The UNESCO recognition has helped MWF by attracting both national and international attention, but it’s not the only pen in Melbourne’s pencil case. The city is also part of the Word Alliance, which includes seven of the world’s leading writers festivals (including Edinburgh), and “sort of hothouses what you do,” Grimwade says. The Wheeler Centre has also tightened the bonds in the publishing industry, centralising the diverse array of literature events in the city and making many of them free.

Yet the Melbourne Writers Festival stands apart as a unique celebration of everything concerning words, from poetry and literature to song writing, journalism and performance. “There’s nothing quite like what we do,” Grimwade explains. “Nobody can create that intensity of experience over two weeks… we create a kind of flagship store [for] the literary scene.”

The Writers Festival maintains this status through its focus on diversity, something Grimwade has believed in throughout his career. “Newspapers and magazines are the way we make decisions… if you can be a part of that game, if you can ensure that you’re doing all you can [so] that there’s a diversity of voices being heard then you’re actually helping society,” he explains.

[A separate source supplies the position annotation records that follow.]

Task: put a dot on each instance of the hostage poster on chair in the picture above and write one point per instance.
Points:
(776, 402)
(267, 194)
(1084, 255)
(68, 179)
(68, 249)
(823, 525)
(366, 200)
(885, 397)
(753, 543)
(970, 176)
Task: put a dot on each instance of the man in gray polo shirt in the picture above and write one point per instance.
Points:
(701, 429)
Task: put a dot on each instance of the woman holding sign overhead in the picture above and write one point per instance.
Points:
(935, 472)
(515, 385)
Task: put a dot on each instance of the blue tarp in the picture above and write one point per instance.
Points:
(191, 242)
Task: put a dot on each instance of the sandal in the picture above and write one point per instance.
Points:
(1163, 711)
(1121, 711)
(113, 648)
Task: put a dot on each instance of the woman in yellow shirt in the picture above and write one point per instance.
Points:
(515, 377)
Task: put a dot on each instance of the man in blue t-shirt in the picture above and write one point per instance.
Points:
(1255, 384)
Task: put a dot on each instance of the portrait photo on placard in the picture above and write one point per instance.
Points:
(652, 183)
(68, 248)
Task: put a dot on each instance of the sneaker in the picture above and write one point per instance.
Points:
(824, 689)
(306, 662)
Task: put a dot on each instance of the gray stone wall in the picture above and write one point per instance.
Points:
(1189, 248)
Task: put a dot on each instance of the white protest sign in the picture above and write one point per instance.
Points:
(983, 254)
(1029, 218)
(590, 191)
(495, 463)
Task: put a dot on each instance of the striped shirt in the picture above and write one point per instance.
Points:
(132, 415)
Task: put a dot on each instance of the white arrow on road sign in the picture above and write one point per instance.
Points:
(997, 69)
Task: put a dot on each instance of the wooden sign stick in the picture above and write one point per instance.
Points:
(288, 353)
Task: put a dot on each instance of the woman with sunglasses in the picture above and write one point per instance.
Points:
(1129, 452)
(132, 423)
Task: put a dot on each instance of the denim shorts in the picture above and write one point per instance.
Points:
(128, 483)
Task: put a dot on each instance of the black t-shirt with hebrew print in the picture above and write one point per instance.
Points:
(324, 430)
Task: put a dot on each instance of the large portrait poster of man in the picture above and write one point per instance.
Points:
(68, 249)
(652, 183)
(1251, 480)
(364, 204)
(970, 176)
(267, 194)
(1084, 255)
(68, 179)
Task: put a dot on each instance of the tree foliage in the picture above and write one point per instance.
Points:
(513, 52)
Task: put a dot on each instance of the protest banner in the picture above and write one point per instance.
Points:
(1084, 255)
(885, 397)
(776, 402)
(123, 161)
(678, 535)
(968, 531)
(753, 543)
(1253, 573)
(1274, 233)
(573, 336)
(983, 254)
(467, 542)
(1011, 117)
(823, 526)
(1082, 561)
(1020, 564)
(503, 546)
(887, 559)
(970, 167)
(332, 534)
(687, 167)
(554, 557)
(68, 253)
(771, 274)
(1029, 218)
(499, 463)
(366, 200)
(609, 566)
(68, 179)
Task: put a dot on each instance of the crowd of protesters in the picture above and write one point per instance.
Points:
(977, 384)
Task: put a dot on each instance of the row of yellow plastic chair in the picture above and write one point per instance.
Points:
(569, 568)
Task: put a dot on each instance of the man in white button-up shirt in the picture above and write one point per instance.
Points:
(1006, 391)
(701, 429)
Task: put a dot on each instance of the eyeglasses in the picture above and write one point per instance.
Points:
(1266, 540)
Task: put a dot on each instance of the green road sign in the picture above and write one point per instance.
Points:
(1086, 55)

At this year’s festival over 400 guests from here and overseas will take part in over 300 events across the city. With such a huge program, it’s no wonder that the amount of people expected to take part is around 50,000 – and the way to pull such numbers all ties in with Grimwade’s long-held belief in diversity.

“Not every festival approaches it this way, but [at my core I’m] interested in the numerous ways that writers touch our lives,” he says. “[Festivals] can never be limited to just poetry for instance, it’s got to include film, TV, speech writers and policy writers… performers and songwriters and comedians.” If you ignore any aspect that could possibly fall under the umbrella of writing then you may ignore “many of the things that people love”. Not to mention that MWF stands to celebrate all sorts of writers, as Grimwade extrapolates, “I don’t want comedians feeling like they’re less… respected [because] they write in a certain style or genre.”

Some people don’t always agree with Grimwade that there should be a departure from traditional festival stalwarts like lectures and launches, yet when people question what he’s decided to include in the festival he’s almost satisfied. “You kind of want that response,” he comments. “I think it’s another way of celebrating storytelling and celebrating stories… it goes back to that idea… of wanting to tell a great diversity of forms and styles’ of writing.“
“Something that I love.. [is that] there’s so many events to go to where you can sit down and hear people reading stories. We have this series of free readings every morning… and we have people who come every day, [with] a cup of coffee, and sit down and be read to,” he says.

At its heart, the Melbourne Writers Festival aims to celebrate storytelling. Whether through non-fiction or performance, poetry or illustration, what Grimwade hopes is that “the festival opens the door to people”, exposes them to new things and generates discussion among the community. And the way in which he hopes to achieve that is through the variety of events, and the respect paid to each form of narrative.

Grimwade makes no apologies for inviting guests from all walks of the writing life, saying that a small percentage of people, “Who have only got a love for high art… think that because we have genre writers at the festival or performers that the festival is lower. I’d want to take them on in an argument any day.”